EVd3x
EVd3x is source-attributed infrastructure for interpreting extracellular-vesicle evidence and developing future multi-omic models.
Build the evidence layer before training the model.
EVd3x turns a long EV molecular list into a reviewable evidence packet: reported cargo support, disease context, pathways, cell context, regulatory relationships, interaction records, and the experiment needed to move a candidate forward. That source-linked structure is the foundation for future EV-specific machine learning.

A research workspace built for inspectable inference
The current release is designed to help researchers preserve the route from a reported molecular observation to its evidence, context, competing explanations, and verification requirements. It is a faster way to review a complex evidence landscape without hiding the uncertainty that matters.
A source-attributed evidence graph
EVd3x carries a fixed molecular packet through reported EV-cargo records, disease context, pathways, cell context, regulatory relationships, and protein interactions.

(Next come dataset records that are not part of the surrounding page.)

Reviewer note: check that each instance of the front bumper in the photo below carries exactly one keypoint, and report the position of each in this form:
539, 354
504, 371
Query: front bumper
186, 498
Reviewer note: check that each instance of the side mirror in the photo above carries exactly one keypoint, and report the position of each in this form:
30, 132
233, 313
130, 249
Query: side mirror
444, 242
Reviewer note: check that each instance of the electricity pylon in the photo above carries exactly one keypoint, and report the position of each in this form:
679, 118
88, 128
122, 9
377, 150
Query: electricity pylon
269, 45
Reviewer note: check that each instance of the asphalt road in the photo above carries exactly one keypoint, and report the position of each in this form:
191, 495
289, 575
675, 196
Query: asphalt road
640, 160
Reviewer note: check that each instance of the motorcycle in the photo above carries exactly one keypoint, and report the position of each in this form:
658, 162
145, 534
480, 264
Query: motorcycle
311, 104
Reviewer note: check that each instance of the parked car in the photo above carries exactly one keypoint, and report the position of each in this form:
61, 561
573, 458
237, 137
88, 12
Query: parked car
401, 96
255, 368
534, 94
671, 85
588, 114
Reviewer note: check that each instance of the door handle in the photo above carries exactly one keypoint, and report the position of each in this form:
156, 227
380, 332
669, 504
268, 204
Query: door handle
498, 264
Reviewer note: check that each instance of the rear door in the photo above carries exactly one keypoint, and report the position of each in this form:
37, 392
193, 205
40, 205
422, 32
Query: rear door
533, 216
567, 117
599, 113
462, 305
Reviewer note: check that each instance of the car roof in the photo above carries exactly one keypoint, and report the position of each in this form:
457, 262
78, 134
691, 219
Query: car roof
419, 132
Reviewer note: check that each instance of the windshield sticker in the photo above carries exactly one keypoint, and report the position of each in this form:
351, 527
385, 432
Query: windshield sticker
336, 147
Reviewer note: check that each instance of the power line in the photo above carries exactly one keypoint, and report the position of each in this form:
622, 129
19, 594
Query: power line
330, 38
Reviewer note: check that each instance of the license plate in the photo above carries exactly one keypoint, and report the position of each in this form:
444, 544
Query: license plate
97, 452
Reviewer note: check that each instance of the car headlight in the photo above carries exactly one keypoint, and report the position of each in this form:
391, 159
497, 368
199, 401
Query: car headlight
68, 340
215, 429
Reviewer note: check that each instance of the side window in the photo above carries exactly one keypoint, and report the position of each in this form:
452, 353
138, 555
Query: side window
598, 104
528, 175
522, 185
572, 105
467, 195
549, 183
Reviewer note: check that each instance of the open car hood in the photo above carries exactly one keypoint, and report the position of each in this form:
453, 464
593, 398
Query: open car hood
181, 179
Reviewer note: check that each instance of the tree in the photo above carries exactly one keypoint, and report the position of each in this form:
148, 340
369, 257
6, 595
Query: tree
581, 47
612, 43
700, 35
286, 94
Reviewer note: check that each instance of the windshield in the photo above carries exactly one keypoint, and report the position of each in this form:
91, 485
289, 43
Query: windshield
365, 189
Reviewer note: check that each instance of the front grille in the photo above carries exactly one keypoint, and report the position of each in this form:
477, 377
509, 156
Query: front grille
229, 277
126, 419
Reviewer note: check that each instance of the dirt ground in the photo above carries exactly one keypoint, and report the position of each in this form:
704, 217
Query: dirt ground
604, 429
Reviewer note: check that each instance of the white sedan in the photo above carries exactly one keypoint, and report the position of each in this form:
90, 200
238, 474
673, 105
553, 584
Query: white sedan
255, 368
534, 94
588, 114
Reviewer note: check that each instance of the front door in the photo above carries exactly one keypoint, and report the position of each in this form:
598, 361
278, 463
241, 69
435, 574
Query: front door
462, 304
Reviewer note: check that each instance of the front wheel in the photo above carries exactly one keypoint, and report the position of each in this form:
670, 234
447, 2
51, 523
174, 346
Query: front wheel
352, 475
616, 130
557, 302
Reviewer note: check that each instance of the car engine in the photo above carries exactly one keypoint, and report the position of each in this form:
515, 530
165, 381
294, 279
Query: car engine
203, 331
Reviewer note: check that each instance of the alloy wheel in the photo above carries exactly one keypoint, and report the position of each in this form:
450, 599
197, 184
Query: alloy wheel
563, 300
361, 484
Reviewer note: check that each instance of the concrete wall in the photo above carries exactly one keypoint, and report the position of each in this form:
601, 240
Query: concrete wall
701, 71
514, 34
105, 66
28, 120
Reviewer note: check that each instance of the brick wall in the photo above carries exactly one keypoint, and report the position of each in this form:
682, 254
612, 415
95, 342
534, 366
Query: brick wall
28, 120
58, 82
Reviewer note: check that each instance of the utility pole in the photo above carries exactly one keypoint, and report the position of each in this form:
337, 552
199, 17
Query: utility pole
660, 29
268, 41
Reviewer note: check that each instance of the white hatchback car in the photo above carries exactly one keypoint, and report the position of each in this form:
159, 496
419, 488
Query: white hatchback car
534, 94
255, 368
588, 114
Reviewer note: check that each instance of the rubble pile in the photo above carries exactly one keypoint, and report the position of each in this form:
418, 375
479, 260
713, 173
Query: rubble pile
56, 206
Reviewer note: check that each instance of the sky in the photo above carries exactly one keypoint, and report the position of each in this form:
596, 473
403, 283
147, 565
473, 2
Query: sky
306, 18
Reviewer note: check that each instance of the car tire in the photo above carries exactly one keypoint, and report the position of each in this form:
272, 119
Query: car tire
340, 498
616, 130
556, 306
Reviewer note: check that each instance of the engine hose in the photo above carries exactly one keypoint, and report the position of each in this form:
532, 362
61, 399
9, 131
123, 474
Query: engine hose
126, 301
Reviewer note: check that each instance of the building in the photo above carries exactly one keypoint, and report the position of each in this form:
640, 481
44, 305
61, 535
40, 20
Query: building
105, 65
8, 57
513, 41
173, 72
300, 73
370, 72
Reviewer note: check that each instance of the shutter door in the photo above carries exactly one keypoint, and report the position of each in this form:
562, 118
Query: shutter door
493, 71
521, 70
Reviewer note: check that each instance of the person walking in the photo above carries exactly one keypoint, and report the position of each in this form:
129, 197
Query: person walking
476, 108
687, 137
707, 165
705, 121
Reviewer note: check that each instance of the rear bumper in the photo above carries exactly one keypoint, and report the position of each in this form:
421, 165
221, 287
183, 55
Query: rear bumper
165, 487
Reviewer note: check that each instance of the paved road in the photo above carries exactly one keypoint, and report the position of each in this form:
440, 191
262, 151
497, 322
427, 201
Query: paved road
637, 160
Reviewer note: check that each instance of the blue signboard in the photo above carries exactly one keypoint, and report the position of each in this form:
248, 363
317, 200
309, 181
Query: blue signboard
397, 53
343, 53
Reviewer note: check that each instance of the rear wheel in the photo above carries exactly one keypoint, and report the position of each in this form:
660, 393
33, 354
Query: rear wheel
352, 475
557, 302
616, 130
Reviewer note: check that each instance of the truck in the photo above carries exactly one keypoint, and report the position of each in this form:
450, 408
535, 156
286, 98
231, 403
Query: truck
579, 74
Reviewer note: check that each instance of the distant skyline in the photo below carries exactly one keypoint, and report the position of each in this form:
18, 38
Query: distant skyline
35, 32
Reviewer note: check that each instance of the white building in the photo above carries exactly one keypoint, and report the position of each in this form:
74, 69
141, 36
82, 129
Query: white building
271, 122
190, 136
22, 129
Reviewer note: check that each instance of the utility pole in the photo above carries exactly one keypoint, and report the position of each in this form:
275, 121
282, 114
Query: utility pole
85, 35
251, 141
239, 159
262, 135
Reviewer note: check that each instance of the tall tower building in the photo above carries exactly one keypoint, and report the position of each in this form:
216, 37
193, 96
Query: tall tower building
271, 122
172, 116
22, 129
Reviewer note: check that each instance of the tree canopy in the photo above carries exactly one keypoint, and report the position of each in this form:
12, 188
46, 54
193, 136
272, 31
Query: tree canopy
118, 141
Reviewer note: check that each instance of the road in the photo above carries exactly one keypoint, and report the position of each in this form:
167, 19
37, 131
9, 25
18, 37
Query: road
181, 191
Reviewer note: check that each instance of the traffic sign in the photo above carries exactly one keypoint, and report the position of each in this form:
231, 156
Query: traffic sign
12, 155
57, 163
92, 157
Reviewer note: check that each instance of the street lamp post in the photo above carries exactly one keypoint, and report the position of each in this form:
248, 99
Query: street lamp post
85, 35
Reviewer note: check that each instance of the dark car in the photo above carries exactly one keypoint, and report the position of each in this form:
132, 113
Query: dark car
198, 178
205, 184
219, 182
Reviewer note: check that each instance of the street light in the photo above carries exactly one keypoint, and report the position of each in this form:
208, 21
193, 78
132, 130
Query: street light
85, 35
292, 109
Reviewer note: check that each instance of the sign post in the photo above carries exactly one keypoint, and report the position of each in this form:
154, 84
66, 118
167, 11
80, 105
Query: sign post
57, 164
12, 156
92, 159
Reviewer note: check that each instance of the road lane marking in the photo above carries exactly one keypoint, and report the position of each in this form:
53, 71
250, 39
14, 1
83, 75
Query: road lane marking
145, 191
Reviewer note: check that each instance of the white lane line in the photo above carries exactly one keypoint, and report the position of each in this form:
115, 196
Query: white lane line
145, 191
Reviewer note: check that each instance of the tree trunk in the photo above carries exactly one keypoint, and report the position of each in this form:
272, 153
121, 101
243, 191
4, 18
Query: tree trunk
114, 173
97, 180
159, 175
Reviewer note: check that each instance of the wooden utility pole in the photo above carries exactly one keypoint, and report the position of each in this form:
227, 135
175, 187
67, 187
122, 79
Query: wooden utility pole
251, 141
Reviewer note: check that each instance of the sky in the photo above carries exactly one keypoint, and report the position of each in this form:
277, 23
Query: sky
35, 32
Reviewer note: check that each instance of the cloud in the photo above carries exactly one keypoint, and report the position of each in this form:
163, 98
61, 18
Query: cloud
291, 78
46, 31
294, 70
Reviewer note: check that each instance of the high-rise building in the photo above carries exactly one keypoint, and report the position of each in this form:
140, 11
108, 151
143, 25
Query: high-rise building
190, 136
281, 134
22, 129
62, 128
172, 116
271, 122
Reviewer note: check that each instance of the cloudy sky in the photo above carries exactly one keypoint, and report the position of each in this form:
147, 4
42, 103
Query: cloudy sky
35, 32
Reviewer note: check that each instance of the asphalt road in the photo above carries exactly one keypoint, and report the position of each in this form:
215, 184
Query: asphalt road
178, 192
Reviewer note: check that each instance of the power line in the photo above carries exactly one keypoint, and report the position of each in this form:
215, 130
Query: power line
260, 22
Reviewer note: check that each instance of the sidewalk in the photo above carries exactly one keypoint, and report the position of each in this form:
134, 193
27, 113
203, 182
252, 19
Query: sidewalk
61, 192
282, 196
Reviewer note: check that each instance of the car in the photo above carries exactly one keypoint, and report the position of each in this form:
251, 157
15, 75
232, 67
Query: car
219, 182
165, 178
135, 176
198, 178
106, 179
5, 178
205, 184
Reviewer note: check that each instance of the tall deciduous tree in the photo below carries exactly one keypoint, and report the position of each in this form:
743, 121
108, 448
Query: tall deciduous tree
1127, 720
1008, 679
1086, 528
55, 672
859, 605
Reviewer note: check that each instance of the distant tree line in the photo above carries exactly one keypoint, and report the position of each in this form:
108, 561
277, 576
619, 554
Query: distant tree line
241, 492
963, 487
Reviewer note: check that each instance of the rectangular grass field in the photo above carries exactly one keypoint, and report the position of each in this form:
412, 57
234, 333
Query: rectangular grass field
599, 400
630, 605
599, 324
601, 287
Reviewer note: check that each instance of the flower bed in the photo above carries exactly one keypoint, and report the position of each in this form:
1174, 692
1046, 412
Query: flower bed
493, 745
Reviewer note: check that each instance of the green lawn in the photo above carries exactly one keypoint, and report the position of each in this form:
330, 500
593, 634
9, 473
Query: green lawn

Each result remains linked to the underlying source rows, filters, and exportable analysis state.
A structured foundation for model development
The platform supports source-linked query routing and table-grounded synthesis across recurring EV research questions. The retrieved evidence records remain visible alongside each research summary, establishing the training foundation for future EV-specific models.
A reviewable output, not a black box
The platform is designed to identify candidate molecular themes, competing interpretations, and the verification step needed next. It treats disease annotations, pathway enrichment, cell-context scores, and interaction records as distinct evidence layers rather than a single biological verdict.
EVd3x as a source-attributed multi-omic platform
Ait Ouares, K., and Weerakkody, J. S. EVd3x: a source-attributed multi-omic platform for mapping extracellular vesicle cargo evidence.bioRxiv, 2026. DOI: 10.64898/2026.05.06.723262.
Train models on evidence first, then on cohorts.
The manuscript lays out a deliberate sequence: turn EV literature into an expert-curated claim–evidence graph, train evidence-aware models, and then connect analytically controlled EV multi-omics to longitudinal clinical outcomes. The next models will learn from curated EV claim–evidence units and cohort data so that their biological reasoning remains traceable.
Curate claim–evidence units
Build expert-reviewed records that specify the strongest supported EV claim, its source publication, preparation and characterization context, assay, biological setting, and missing prerequisites. Contradictory and context-mismatched records become essential training examples rather than noise to hide.
Train EV-specific evidence models
Use the curated graph to train models that classify supported claim boundaries, identify independent versus repeated evidence, surface missing verification steps, and explain why a candidate should advance, remain uncertain, or be rejected.
Link models to longitudinal multi-omic cohorts
Connect analytically controlled EV miRNA, mRNA, protein, lipid, imaging, and clinical data to prespecified outcomes such as progression or treatment response. Cohort-aware model development will prioritize interpretable features, leakage control, and locked external evaluation.
Validate a defined clinical use
Only after the target population, specimen, outcome, threshold, and independent performance are established can a model be evaluated for a diagnostic, prognostic, monitoring, or predictive context of use.
How EVd3x will support EV multi-omic biomarker models
In the clinical research program, model training begins with a defined population and outcome, a locked assay and preprocessing plan, and biological context carried alongside the molecular features. This makes the model useful for progression and treatment-response research while preserving a direct route back to the relevant cells, pathways, and experimental tests.